# As an officer do you need to learn french?



## Wason (19 Sep 2007)

Right now I'm an officer cadet in the reserves, but I plan on going reg force one day. Will I have to know french?


----------



## Greymatters (19 Sep 2007)

If you wish to get higher than Major in your career its pretty much a neccesity...


----------



## medaid (19 Sep 2007)

What GM said. In the PRes French is nit required or necessary for promotion to Senior Officer ranks. However, French is required for the RegF for career advancement. NOW, many of us have heard of those who skipped SLT, however, it will have to be done at a later time anyways. Get it over with when you're young. Rnjoy being paid to learn a language! I know I would if I had a chance.


----------



## Wason (19 Sep 2007)

Right now I'm taking it in university and I'm sucking pretty badly at it. The only french course offered here is an intermediate level and I need to start at beginner since the French I learned in high school is useless.
I want to drop it.

Will the army pay for me to learn it later on in my life?


----------



## ggranatstein (19 Sep 2007)

I second all that was said. But I would add one thing.
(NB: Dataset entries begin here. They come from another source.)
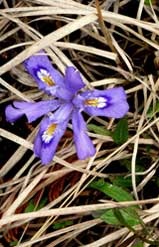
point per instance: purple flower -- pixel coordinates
(67, 103)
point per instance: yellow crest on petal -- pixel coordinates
(99, 102)
(49, 133)
(45, 76)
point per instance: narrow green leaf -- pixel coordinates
(62, 224)
(111, 190)
(147, 2)
(100, 130)
(120, 134)
(121, 181)
(30, 207)
(127, 219)
(153, 110)
(13, 243)
(139, 244)
(129, 216)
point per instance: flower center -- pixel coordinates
(48, 133)
(45, 76)
(99, 102)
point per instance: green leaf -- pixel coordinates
(30, 207)
(127, 219)
(121, 181)
(147, 2)
(13, 243)
(139, 244)
(111, 190)
(62, 224)
(126, 216)
(120, 134)
(100, 130)
(153, 110)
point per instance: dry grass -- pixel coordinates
(109, 48)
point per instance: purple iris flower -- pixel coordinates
(66, 103)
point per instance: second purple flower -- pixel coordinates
(67, 103)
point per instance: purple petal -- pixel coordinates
(63, 113)
(83, 143)
(31, 110)
(47, 139)
(46, 76)
(108, 103)
(73, 80)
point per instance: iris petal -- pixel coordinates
(83, 143)
(73, 80)
(30, 109)
(108, 103)
(43, 149)
(46, 76)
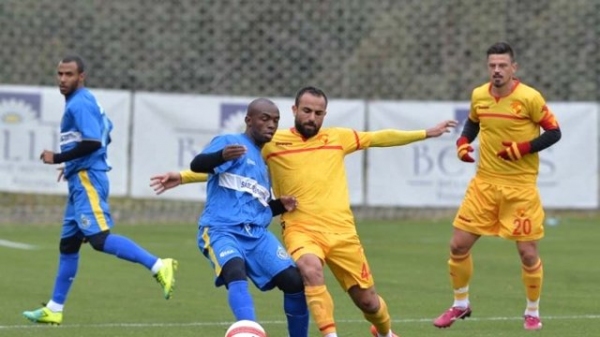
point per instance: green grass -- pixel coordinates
(116, 298)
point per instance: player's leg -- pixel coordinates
(269, 265)
(70, 243)
(532, 274)
(522, 219)
(348, 263)
(227, 257)
(309, 257)
(90, 196)
(476, 216)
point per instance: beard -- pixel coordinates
(307, 132)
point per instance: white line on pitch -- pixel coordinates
(167, 325)
(17, 245)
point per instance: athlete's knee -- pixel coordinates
(311, 269)
(70, 245)
(97, 240)
(234, 270)
(289, 281)
(528, 253)
(366, 300)
(462, 242)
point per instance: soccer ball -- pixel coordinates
(245, 328)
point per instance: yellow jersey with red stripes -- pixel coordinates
(313, 171)
(516, 117)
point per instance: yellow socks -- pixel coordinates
(461, 270)
(532, 280)
(380, 319)
(320, 305)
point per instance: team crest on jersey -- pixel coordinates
(516, 107)
(324, 138)
(19, 108)
(282, 253)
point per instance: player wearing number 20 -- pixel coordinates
(502, 199)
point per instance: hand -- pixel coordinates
(231, 152)
(440, 129)
(513, 150)
(289, 202)
(61, 174)
(47, 157)
(463, 148)
(166, 181)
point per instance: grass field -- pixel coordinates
(115, 298)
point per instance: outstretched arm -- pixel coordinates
(166, 181)
(391, 137)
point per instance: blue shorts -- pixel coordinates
(262, 252)
(87, 212)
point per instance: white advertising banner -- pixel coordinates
(170, 129)
(30, 122)
(428, 174)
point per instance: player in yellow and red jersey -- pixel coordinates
(307, 161)
(502, 199)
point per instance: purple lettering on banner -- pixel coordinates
(19, 107)
(232, 117)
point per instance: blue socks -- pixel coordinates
(126, 249)
(67, 269)
(296, 312)
(240, 301)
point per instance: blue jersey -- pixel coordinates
(240, 190)
(84, 119)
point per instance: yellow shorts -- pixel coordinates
(512, 212)
(343, 253)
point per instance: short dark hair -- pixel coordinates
(77, 59)
(501, 48)
(311, 90)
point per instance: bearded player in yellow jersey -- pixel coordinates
(308, 162)
(502, 199)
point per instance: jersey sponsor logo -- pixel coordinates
(70, 137)
(282, 253)
(464, 219)
(516, 107)
(245, 184)
(226, 252)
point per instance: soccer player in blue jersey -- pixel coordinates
(85, 135)
(233, 231)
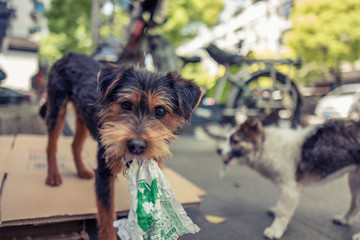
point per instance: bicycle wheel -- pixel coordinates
(269, 101)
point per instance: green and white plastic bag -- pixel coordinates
(154, 213)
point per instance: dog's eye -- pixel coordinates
(160, 112)
(126, 106)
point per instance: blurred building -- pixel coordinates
(19, 45)
(246, 25)
(258, 24)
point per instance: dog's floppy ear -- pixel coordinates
(188, 93)
(108, 78)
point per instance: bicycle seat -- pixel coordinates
(223, 57)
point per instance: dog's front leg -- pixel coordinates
(104, 184)
(354, 185)
(284, 210)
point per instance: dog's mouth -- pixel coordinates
(227, 160)
(130, 161)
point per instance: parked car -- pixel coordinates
(338, 102)
(8, 95)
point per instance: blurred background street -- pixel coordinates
(288, 62)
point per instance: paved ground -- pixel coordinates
(245, 207)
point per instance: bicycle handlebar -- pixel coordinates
(187, 60)
(226, 58)
(223, 57)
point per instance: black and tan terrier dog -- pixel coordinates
(132, 113)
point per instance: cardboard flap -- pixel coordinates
(27, 199)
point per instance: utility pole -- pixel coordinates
(95, 19)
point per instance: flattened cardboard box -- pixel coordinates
(26, 199)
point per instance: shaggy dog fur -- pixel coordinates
(291, 158)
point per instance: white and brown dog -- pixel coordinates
(290, 158)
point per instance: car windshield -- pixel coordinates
(345, 90)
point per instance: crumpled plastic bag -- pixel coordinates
(154, 213)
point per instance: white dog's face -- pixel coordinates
(242, 141)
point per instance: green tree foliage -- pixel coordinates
(69, 26)
(325, 33)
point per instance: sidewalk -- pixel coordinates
(245, 206)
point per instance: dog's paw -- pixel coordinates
(273, 233)
(340, 220)
(272, 211)
(84, 173)
(53, 179)
(356, 236)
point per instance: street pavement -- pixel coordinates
(243, 197)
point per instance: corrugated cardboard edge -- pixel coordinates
(7, 149)
(64, 218)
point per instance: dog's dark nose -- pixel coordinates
(136, 146)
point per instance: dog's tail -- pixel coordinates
(59, 90)
(43, 110)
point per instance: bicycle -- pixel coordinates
(265, 93)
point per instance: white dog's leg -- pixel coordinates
(284, 210)
(354, 185)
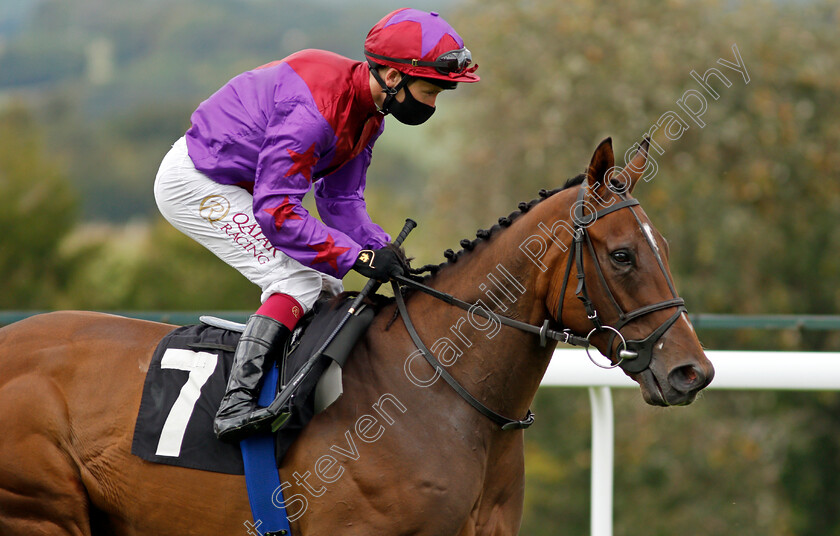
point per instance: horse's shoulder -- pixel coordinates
(84, 324)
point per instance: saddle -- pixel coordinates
(188, 374)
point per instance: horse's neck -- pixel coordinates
(500, 365)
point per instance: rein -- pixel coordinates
(504, 422)
(634, 355)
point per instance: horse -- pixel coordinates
(400, 452)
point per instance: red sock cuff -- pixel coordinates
(282, 308)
As an Anglo officer working and living in Quebec, it's not just about promotion... I firmly believe that it's the duty of an officer to be able to communicate with his soldiers in their official language. 

Of course, living in Quebec, we have the advantage of being exposed to both languages from birth, but anyone should make the effort as you will encounter Franco troops all over the country.

It's not just about language, tests, and promotion, it's about leadership too!


----------



## medaid (19 Sep 2007)

Okay. I think this should be the last freebie for anyone seeking info on SLT.

The answer to your question is YES, and only if you're RegF or a PRes with an actual need of it.


----------



## aesop081 (19 Sep 2007)

Ahhh yes, SLT

Lots about it to read here if you search first

locked

Milnet.ca staff


----------